Newsweek puts focus on LDS church founder
This year's 200th anniversary of Smith's birth gave Newsweek assistant editor Elise Soukup, a 2002 Brigham Young University graduate, the idea for the article she researched and wrote.
Smith's reputation among Latter-day Saints, historians and the general public made him an interesting story topic, she said.
"It's actually amazing that he stands alone as a source of doctrine," Soukup said. "That's something you don't see with most religions."
Soukup experienced a highlight of her career four months ago when she interviewed President Gordon B. Hinckley of The Church of Jesus Christ of Latter-day Saints.
The New York resident flew to Salt Lake City to talk to the religious leader and found the hourlong meeting both exciting and terrifying; the 95-year-old is a prophet to roughly 12 million Latter-day Saints across the globe Soukup included.
"You're sitting there in front of your spiritual leader, knowing you'd have to ask questions you'd rather not ask," she told the Deseret Morning News.
Soukup's cover story in the edition dated Oct. 17 is titled, "The Making of the Mormons, Beyond Prophecy and Polygamy: The Future of a Booming Faith." The cover is illustrated with a stained-glass window depicting what LDS faithful refer to as the First Vision, when Joseph Smith was visited by God the Father and his son, Jesus Christ.
In addition to the main story, the magazine includes a sidebar on Soukup's interview with President Hinckley in question and answer format.

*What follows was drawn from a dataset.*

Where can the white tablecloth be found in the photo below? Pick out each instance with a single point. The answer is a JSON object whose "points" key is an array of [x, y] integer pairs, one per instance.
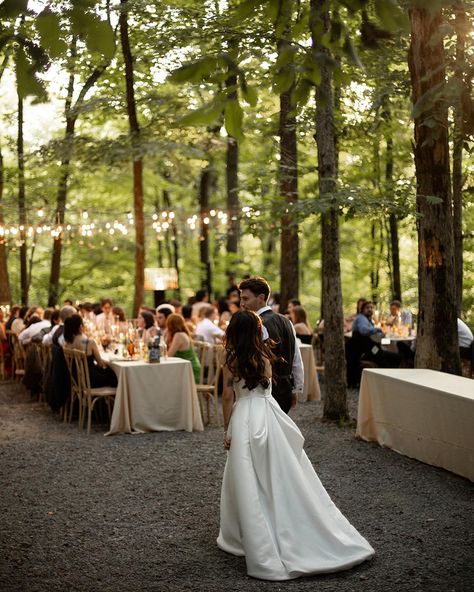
{"points": [[311, 390], [423, 414], [154, 397]]}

Newsweek has a worldwide circulation of 4.3 million, including more than 3.2 million in the United States.
"This is a signal that Mormonism is moving up in the world," said Jan Shipps, a non-LDS scholar and professor emeritus of history and religious studies at Indiana University-Purdue University who has studied Mormonism for 45 years. "It's certainly not where it was 50 years ago."
The Newsweek article explores controversial aspects of the religion, like polygamy, the validity of the Book of Mormon and Smith's personal life. But ultimately, it finishes with a positive conclusion.
"Smith founded cities, built temples and ran for president. But his most meaningful contribution was as 'prophet, revelator and seer,' as he called himself and as the architect of a church that tends to nurture the bonds between its members in a spirit of charity. Smith's vision optimistic, vigorous, a source of continuing personal growth for all who accept its blessings in many ways echoes the American Dream. Millions around the world now see in their own lives what a young man found for himself in that New York grove."